Natural selection balances the populations with brutal deaths. But when partial societies began to emerge this negated natural selection. "Isolated" societies will then ether merge into one diverse yet unified community, the Human society, or destroy each other with capacity collective mental activity enables. Society does indeed exist and is greater than the sum of it's parts. What other name could be given to a thing that has the power to remove nearly all want and suffering from humankind and at the same time could will it's own existence extinct.

Sir James Robison said...

Thatcher was right - there is no society. Just live here and watch this in action. Therefore, moves by those appointed to take care of administrative details of the collective, i.e. democracy, are not honest when they interpret that to mean to administer the well-being of that collective, i.e. to legislate against certain of its citizens who, by definition, do not exist.

mtraven said...

There is always tension between individuals and society. To say that society doesn't exist is merely a stupid way to try to resolve that tension. It indicates a weakness of mind, an inability to hold concepts from different ontological levels and think about the relations between them. Anyone who can't perform this rather simple mental feat has no business pontificating.

Clovis Sangrail said...

Your commenters seem to have forgotten the context in which Thatcher's remarks were made-even though she reiterates themn briefly in the preamble to the famous one-liner.
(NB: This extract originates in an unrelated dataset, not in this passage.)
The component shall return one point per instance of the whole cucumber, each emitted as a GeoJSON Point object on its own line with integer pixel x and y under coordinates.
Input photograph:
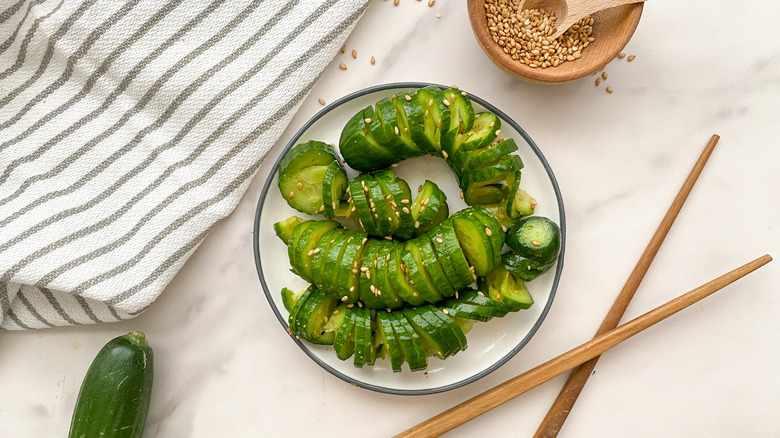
{"type": "Point", "coordinates": [115, 395]}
Her point, and it's a vital one (completely forgotten in the academic environment where I work, and where her name is still only ever hissed), is that for society to act it's the individuals who compose it who must act. They may do so in the midst of and at the behest of some collective; nevertheless to think that society acts without the instrumentality of a human action is to live in cloud-cuckoo land. The sort of cloud-cuckoo land which is where all failings, ills and evils are laid, like foundlings, at the
door of society.

Her point that `people look to themselves first' has begun to sound quite strange. In 21st century Britain a large proportion of society does not look to itself first, it looks to Government and here, more than anywhere we see the real thrust of her remark: Governments may act only through individuals and only with the connivance or complicity of
individuals. In Thatcher's youth, people cut out the middle man where possible.

Thatcher knew perfectly well that society existed and she valued it. Her statement was addressed to the majority and she was making a fairly sinmple point which clever people (on the whole) still fail miserably to understand.